Add to that the fact I was not interested in advancement as I don't base my self worth on someone who needed others to point and say, “That guy sure went far!” If you has asked me about advancement when I was twenty-five, I'd answer differently. Now at my age today, I could not care less. At forty-eight I know what I am compared to that identity fogginess so many young men find themselves in.


Finally, I have found that my need or want for a sense of accomplishment rarely came from any career. It always came from my relationships with others. A Buddhist monk, who I can't remember now, said the “relationship” in the Western world, is the meditation. Which I find funny really. I am a failed misanthrope who likes people (well, certain ones).
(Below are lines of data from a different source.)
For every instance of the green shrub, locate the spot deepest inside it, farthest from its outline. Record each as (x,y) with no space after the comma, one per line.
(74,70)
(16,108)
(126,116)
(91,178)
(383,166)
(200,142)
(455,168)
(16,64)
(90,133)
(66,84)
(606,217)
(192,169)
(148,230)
Also it was a decision from a cost-benefit analysis. I couldn't see my knocking myself out for something I'd eventually regret having. For me, the benefit had better be FAR greater than the sometimes wild battles you have to fight to attain them. It has been borne out to me that my desire for a particular goal can at times be squashed if I have to fight silly obstacle after obstacle for it. “Keep your eyes on the prize” some say. Well, sure, if you valued that prize as very worthy and if it keeps it's worth. To me, a goal had better hold out such advantages that I would never give up trying to attain them. I have attained a few of those goals. The key word here is few.


This is me, others will have a totally different goal and life.


The final sense for me was that I decided to satisfy a need for social contact and the income. I enjoyed the people I worked with, and not necessarily always the work. There are only so many hours in a day and as an adult you cannot make more time for a bevy of friends like you could if you were in school. So, like many others, you make your newer friends from work.


I can point to several times in my life when you create or join a circle of people who become your friends and as the group grows, you do as well. These fellowships have a lifespan of their own as well. They are born, mature and then die off. You really would not want it any other way. I don't advocate cutting your ties entirely. You will keep in touch with those who you can keep in touch with, perhaps for decades, as I have done with some.


Hollywood has a great phrase that is apt I think. It is called “Jumping the shark.” Jumping the shark is an idiom that is used to describe the moment in the evolution of a television show when it begins a decline in quality that is beyond recovery. The phrase is also used to refer to a particular scene, episode or aspect of a show in which the writers use some type of "gimmick" in a desperate attempt to keep the show alive and reatain the viewer's interest.


This phrase has an older history than Hollywood I should confess. Remember the old waterskiing events where the girls in bikinis would end the show by “jumping a shark” ?  That's where it comes from.  After that jump, what possibly more can these girls do to wow an audience. The show is over, thank you for coming.


Affiliations of friends, like tv shows or water skiing pretty girls, evolve and have a final great moment. After that, trying to recreate it or cling to it, is a doing youself a disservice to your own growth.


I'll have to find or create another association and play that evolving game again.